Anderson also said the commercialized, popular electronic dance music of today is more lyrics-based, at times “actually calling for Molly use.” The issue is compounded as some stars, such as Miley Cyrus, openly endorse drug use. These factors create “perfect storm to give people permission to use Molly,” Anderson said.

The larger-scale venues and higher volume of people at today’s rave events also contribute to health risks. Furthermore, at high-energy concerts which last through the night, or in some cases multiple days — New York’s Electric Zoo Festival is a three-day event, for example — the temptation to use stimulants may be greater.

“It is a culture whose event is structured for drug use,” Anderson said.

Anderson describes in the issues endemic in modern rave culture in her paper “Molly Deaths, and Why the Drug War Won’t Clean Up Rave Culture.”

“While the number of MDMA users has declined, health complications from the drug have increased,” Anderson writes. “There has been a 128 percent uptick in emergency room visits among MDMA users between 2005 and 2011, according to the Drug Abuse Warning Network.”

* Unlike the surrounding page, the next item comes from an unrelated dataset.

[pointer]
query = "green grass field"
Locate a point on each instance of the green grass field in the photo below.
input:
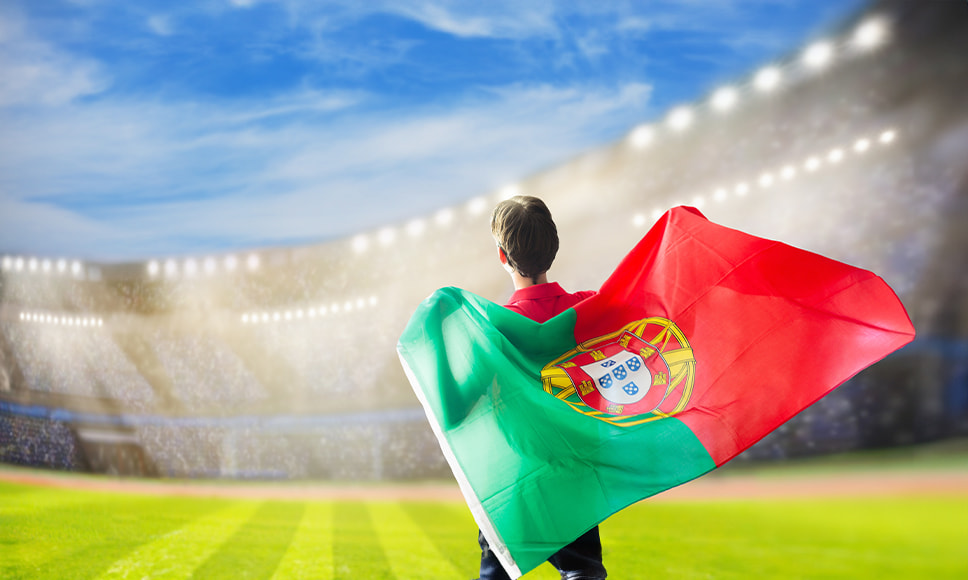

Gov. Terry McAuliffe appointed Goldsmith to the Virginia Commission on Youth, a bipartisan legislative commission whose purpose is “to study and provide recommendations addressing the needs of and services to Virginia’s youth,” Goldsmith said in an email.

She has been in touch with members of Congress, and has worked with legal counsel to pen the language of the amendment, though it is likely be transformed in the legislative process.

As of Wednesday night, the petition had 1,999 signatures.